Dans son livre Le Savoir en danger. Menaces sur la liberté académique, récemment paru aux PUF, le juriste Olivier Beaud propose p. 290, en note de bas de page, une étrange présentation de l’affaire de l’IEP de Grenoble. La voici :

« On sait hélas aussi qu’une dissension interne au sein d’un établissement d’enseignement supérieur, comme celle qui a eu lieu à l’IEP de Grenoble (février 2011), peut aboutir à des menaces sur Internet qui visent les représentants des deux camps, laïcs durs, et leurs adversaires retenant le concept d’islamophobie comme pertinent en sciences sociales. »

Sous l’apparence d’un compte rendu factuel, voilà une interprétation pour le moins problématique, car elle repose sur une double manipulation rhétorique, et sur une omission. 

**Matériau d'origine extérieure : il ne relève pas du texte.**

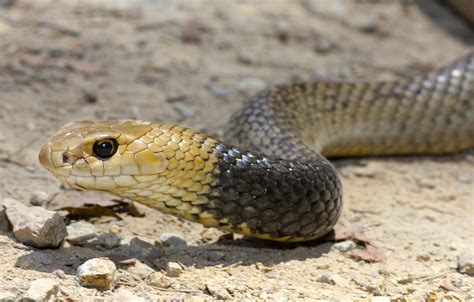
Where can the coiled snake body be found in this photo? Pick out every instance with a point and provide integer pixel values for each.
(276, 184)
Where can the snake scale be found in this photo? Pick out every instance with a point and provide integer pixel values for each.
(269, 178)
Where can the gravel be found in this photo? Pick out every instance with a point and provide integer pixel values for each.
(218, 292)
(173, 269)
(140, 270)
(41, 290)
(344, 246)
(123, 294)
(35, 226)
(142, 250)
(173, 240)
(466, 263)
(98, 273)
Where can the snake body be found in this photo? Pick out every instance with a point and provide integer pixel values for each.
(270, 179)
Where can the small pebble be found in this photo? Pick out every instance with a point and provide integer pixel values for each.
(7, 296)
(380, 299)
(84, 234)
(60, 273)
(35, 226)
(367, 24)
(123, 294)
(140, 270)
(325, 45)
(36, 261)
(173, 240)
(452, 297)
(218, 91)
(250, 86)
(218, 292)
(173, 269)
(185, 110)
(466, 263)
(344, 246)
(4, 223)
(159, 280)
(41, 290)
(423, 257)
(98, 273)
(142, 250)
(464, 177)
(39, 198)
(333, 280)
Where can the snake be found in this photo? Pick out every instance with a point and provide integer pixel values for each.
(269, 177)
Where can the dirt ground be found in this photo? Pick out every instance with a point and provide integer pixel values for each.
(194, 63)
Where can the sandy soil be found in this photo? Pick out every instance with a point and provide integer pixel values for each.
(194, 63)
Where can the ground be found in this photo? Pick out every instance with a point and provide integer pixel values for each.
(194, 63)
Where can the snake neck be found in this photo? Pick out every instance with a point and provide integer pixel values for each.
(430, 113)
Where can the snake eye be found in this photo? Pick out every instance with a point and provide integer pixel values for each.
(105, 149)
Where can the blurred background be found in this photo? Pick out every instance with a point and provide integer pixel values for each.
(194, 63)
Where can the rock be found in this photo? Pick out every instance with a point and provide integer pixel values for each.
(7, 296)
(185, 110)
(464, 177)
(250, 86)
(423, 257)
(143, 250)
(79, 228)
(333, 280)
(215, 255)
(344, 246)
(4, 223)
(159, 280)
(173, 269)
(140, 270)
(39, 198)
(123, 294)
(6, 4)
(173, 240)
(35, 261)
(218, 292)
(41, 290)
(466, 263)
(218, 91)
(335, 8)
(452, 296)
(59, 273)
(35, 226)
(98, 273)
(96, 240)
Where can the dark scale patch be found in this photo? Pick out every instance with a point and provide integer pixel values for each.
(273, 196)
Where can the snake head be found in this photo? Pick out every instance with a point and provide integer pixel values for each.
(102, 155)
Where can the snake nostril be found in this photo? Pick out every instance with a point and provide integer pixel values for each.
(65, 158)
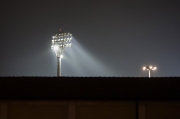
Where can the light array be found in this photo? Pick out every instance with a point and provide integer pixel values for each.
(60, 42)
(149, 68)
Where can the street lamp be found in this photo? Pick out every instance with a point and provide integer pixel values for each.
(149, 68)
(60, 41)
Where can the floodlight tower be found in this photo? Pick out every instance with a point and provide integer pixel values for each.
(149, 68)
(60, 41)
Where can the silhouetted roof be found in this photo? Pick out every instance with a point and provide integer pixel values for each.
(89, 88)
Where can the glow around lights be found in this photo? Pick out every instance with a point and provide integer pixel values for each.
(149, 68)
(60, 42)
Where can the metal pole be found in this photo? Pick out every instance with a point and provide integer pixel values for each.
(60, 66)
(58, 72)
(149, 73)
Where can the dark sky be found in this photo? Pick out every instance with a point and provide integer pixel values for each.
(111, 38)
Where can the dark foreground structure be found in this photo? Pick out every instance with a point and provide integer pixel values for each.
(89, 98)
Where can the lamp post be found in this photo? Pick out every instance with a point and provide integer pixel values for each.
(60, 41)
(149, 69)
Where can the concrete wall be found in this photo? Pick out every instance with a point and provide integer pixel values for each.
(89, 110)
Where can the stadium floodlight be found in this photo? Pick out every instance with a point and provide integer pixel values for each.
(60, 41)
(149, 68)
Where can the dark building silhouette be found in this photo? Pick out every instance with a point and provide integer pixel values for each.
(89, 98)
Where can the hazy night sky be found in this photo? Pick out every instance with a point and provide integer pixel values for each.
(111, 38)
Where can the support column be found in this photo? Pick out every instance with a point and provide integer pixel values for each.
(141, 111)
(58, 68)
(3, 111)
(71, 111)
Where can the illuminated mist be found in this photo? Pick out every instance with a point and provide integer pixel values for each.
(78, 62)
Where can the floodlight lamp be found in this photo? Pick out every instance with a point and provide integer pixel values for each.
(154, 68)
(56, 48)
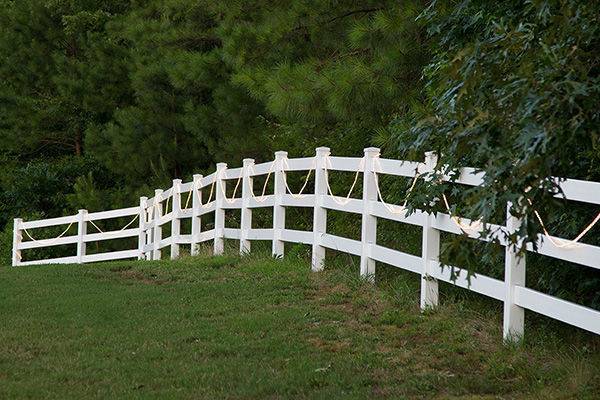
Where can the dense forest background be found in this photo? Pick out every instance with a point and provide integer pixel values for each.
(103, 101)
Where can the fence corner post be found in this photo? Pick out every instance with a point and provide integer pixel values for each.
(142, 227)
(430, 249)
(246, 211)
(514, 275)
(81, 232)
(156, 253)
(175, 221)
(320, 213)
(278, 208)
(219, 242)
(196, 206)
(368, 234)
(17, 238)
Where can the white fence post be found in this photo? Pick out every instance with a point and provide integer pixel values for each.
(196, 208)
(514, 275)
(246, 212)
(142, 234)
(219, 243)
(149, 232)
(368, 234)
(430, 250)
(278, 209)
(17, 238)
(156, 253)
(175, 221)
(81, 232)
(320, 213)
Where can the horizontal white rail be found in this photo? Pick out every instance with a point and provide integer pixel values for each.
(205, 195)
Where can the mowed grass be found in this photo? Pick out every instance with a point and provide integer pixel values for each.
(257, 328)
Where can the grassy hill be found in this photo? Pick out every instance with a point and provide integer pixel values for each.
(256, 328)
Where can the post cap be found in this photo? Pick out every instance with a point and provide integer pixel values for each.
(323, 151)
(372, 151)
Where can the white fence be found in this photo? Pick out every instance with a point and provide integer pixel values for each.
(512, 290)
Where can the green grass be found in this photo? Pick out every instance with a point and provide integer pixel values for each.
(259, 328)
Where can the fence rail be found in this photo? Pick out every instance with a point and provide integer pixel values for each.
(186, 203)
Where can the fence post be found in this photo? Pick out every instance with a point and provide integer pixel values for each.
(149, 230)
(156, 253)
(368, 234)
(430, 250)
(17, 238)
(175, 221)
(278, 209)
(196, 208)
(320, 213)
(514, 275)
(219, 243)
(81, 232)
(246, 212)
(142, 233)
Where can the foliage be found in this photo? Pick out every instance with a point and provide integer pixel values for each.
(512, 89)
(328, 73)
(100, 101)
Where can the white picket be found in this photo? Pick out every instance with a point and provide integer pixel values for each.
(512, 291)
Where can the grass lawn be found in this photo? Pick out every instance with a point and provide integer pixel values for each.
(257, 328)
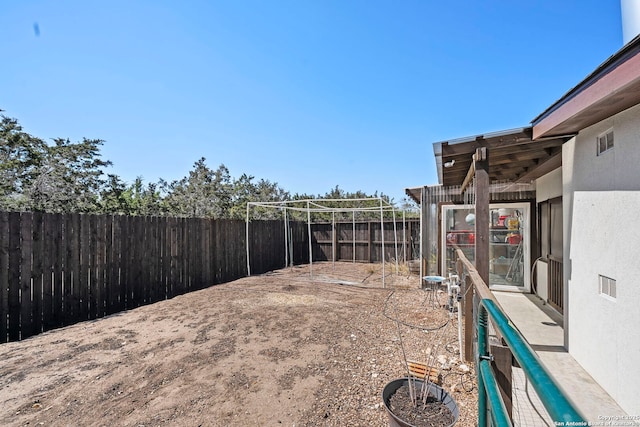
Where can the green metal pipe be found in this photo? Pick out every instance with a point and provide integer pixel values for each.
(499, 416)
(482, 352)
(559, 406)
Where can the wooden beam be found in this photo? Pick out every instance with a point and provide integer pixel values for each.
(469, 178)
(542, 169)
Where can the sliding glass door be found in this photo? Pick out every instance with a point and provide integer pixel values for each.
(509, 242)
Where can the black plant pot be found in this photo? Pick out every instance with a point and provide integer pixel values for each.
(434, 391)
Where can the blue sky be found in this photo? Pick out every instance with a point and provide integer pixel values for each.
(309, 94)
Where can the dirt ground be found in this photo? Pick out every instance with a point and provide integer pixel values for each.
(269, 350)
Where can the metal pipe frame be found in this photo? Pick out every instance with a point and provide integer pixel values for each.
(554, 399)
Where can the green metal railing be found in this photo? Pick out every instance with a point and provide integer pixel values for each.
(557, 404)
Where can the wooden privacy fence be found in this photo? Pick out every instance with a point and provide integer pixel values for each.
(56, 270)
(359, 241)
(60, 269)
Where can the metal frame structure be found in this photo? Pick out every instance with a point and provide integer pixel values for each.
(310, 206)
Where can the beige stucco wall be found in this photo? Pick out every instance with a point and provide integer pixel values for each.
(601, 202)
(549, 186)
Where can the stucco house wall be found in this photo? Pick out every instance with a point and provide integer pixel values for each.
(601, 203)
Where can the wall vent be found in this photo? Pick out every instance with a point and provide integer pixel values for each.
(607, 287)
(605, 142)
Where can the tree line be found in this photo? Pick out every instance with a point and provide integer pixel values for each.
(64, 177)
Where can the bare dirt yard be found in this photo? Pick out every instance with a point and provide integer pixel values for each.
(276, 349)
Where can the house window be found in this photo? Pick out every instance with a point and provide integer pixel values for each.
(605, 142)
(607, 287)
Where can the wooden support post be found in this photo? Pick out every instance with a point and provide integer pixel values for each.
(481, 159)
(501, 364)
(424, 235)
(468, 318)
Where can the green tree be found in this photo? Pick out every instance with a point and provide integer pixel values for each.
(68, 178)
(20, 157)
(204, 193)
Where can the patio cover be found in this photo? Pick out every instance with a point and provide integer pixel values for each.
(513, 156)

La première manipulation consiste à renvoyer dos à dos, comme si les positions étaient symétriques, « les représentants des deux camps », alors qu’on a affaire à une bataille opposant, d’une part, des attaquants (les étudiants-militants qui ont accusé les enseignants Klaus Kinzler et Vincent Tournier d’islamophobie) et, d’autre part, les victimes de ces attaques publiques visant des propos tenus dans des discussions internes à l’université. Faire comme si les uns et les autres se querellaient à parité comme des enfants qui se chamaillent, n’est-ce pas là une conception bien particulière de la justice ?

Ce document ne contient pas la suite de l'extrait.